В этот вечер Морикан снова пересказал все о той своей поре, только гораздо подробнее. Как будто испытывал необходимость снять груз с души. Порой я терял нить повествования. Всю свою жизнь равнодушный к политическим играм, распрям, интригам, соперничеству, я абсолютно запутался как раз в тот решающий момент, когда по приказу немцев, как он доверительно признался, его заставили отправиться в Германию. (Они даже подобрали ему жену, на которой он должен был жениться.) Внезапно всю картину перекосило. Я перестал его слышать в тот момент, когда он стоял на пустыре, а в позвоночник ему упирал дуло револьвера агент гестапо. Так или иначе, все это было абсурдом и чудовищным кошмаром. Состоял он на службе у немцев или нет – а он никогда не прояснял до конца своего положения, – мне было наплевать. Если бы он спокойно сообщил мне, что был предателем, я бы принял и это. Меня же интересовало совсем другое: как ему удалось выбраться из этой заварухи? Как случилось, что он удрал, сохранив свою шкуру?

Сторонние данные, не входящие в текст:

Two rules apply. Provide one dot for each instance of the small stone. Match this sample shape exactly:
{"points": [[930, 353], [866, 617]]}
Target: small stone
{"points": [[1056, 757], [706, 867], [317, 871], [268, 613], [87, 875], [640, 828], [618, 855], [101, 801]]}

Неожиданно до меня доходит, что он рассказывает о своем побеге. Мы уже не в Германии, а во Франции… Или в Бельгии, или в Люксембурге. Он направляется к швейцарской границе. Пригвожденный к земле двумя тяжеленными чемоданами, которые он тащит с собой дни и недели. Вот он между французской и немецкой армиями, а на следующий день между американской и немецкой армиями. Иногда он пересекает нейтральную территорию, иногда это ничейная земля. Где бы он ни оказывался, везде то же самое: ни еды, ни крова, ни помощи. Он должен заболеть, чтобы обрести немного пищи, место, где можно завалиться спать, и так далее. Под конец он действительно заболевает. Держа в руке по чемодану, он шагает от одного местечка к другому, трясясь от лихорадки, умирая от жажды, шатаясь от головокружения, невыспавшийся, несчастный. Он слышит, как, перекрывая гул канонады, гремят его пустые кишки. Над головой визжат пули, и повсюду вповалку лежат смердящие мертвецы, больницы переполнены, фруктовые деревья голы, дома разрушены, дороги забиты бездомными, больными, искалеченными, ранеными, несчастными, брошенными людьми. Каждый за себя! Война! Война! И вот он сам, барахтающийся посреди всего этого: нейтральный швейцарец с паспортом и пустым желудком. Время от времени какой-нибудь американский солдат бросает ему сигарету. Но не тальк «Ярдли». Не туалетную бумагу. Не ароматизированное мыло. Потому он и подхватил чесотку. Не только чесотку, но и вшей. Не только вшей, но и цингу.